Indian stock markets continued to flounder in the red on the back of profit booking in heavy weights over the last two hours of trade. Stocks from the FMCG and capital goods space are the biggest losers while stocks from the realty and IT space have lost the least.
The BSE-Sensex is down by 212 points while NSE-Nifty is trading 66 points below the dotted line. BSE Midcap index is trading down by 0.4% while BSE Small cap index is trading 0.5% below yesterday's closing. The rupee is trading at 44.58 to the US dollar.
Auto stocks are trading in the red with M&M and Maruti Suzuki leading the losses. As per a leading financial daily, Mahindra & Mahindra is planning to set up production facilities in Africa. The company wants to establish plants in Tunisia, Morocco, South Africa, Kenya, Ethiopia and Zambia. It may be noted that Mahindra already has plants in Gambia, Tchad, Mali, Ghana and Nigeria. In fact, the tractor company is present in 24 out of the 53 countries of the continent. It gets 15% of its exports from Africa and aims to double it in a year's time.

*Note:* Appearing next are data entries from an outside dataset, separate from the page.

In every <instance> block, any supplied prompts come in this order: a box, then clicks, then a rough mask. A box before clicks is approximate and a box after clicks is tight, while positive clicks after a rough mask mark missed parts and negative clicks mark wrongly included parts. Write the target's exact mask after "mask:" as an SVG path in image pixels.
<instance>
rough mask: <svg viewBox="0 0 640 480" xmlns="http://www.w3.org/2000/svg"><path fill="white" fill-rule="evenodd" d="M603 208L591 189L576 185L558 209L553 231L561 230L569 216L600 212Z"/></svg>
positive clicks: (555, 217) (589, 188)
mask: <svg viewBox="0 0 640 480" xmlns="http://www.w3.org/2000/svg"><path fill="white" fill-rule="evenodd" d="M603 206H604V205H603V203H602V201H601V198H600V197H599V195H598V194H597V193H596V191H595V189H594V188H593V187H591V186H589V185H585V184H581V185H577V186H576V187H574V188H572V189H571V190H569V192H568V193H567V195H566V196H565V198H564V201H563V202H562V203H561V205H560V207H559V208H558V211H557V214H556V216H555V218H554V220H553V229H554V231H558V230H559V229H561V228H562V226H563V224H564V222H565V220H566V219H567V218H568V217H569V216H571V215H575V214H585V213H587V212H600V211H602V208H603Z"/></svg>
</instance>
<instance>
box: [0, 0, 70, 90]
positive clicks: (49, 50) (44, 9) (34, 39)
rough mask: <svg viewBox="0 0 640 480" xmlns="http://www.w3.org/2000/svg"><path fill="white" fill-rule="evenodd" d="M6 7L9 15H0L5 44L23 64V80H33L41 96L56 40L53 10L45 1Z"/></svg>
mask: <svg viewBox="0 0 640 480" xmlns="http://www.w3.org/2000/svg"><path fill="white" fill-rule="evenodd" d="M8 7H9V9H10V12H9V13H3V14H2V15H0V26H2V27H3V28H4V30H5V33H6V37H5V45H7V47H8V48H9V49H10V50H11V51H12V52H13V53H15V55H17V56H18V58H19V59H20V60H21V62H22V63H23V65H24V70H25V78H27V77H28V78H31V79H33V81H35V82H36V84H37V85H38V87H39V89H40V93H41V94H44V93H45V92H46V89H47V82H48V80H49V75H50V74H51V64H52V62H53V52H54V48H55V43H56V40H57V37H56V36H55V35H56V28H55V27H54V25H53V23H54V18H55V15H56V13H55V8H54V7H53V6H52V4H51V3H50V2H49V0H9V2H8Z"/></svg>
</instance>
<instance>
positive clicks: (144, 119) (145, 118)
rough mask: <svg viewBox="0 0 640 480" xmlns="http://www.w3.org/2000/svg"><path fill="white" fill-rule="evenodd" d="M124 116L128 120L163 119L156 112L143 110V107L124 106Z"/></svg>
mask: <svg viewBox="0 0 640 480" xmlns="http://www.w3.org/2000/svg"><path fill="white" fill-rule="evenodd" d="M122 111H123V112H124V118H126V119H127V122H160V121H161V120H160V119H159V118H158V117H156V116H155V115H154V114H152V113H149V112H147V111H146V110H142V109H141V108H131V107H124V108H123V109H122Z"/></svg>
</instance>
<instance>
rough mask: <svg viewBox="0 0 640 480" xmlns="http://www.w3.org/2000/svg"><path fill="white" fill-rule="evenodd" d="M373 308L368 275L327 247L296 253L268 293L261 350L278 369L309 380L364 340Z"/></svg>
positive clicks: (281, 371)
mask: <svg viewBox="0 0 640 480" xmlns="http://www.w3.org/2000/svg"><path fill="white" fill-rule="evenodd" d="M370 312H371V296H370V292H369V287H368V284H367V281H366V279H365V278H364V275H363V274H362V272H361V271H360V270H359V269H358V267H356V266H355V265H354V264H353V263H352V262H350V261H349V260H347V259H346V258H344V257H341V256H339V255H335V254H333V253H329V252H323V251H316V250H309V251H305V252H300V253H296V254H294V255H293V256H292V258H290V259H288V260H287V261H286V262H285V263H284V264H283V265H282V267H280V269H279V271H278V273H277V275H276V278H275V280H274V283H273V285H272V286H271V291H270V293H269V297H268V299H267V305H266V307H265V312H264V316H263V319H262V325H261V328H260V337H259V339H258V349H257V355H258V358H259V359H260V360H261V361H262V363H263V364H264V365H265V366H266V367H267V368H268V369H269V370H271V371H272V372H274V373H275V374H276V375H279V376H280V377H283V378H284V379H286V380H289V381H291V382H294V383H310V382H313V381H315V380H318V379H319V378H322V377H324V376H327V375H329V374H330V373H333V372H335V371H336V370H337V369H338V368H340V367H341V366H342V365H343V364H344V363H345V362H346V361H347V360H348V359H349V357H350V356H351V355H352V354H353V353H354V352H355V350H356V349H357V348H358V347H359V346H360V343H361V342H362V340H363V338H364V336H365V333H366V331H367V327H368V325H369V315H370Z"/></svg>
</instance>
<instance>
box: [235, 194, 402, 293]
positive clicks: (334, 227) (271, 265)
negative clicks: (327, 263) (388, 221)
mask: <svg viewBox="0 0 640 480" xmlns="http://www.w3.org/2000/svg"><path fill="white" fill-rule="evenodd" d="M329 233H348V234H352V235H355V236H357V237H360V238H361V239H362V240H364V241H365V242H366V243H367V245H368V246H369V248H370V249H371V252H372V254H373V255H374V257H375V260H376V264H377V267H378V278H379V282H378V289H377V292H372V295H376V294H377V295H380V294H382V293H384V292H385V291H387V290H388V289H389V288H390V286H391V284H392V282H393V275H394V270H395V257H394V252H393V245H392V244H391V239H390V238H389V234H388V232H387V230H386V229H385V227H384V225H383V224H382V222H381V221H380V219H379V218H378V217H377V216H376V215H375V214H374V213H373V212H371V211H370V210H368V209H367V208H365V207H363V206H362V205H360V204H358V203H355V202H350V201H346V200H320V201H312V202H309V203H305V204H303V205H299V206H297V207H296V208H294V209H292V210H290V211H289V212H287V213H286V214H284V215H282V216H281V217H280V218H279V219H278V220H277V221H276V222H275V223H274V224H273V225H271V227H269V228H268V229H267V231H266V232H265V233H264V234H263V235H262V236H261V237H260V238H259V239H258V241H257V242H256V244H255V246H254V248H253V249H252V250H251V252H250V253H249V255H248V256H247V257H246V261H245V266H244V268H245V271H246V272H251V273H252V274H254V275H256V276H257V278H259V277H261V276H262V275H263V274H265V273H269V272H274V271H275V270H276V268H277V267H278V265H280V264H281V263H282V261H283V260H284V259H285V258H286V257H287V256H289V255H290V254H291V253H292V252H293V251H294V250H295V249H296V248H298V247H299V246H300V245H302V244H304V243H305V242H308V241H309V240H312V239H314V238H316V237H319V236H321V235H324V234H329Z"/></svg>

The company management stated that the company is following a bottom of the pyramid strategy in the opportunistic market of Africa. The demand they feel will arise out of the growing disposable incomes of the people residing there. The company will be focusing on three-wheelers, light commercial vehicles and utility vehicle Bolero for this market. It is also in the process of appointing a country manager along with a team of 7-8 people to handle this expansion plan.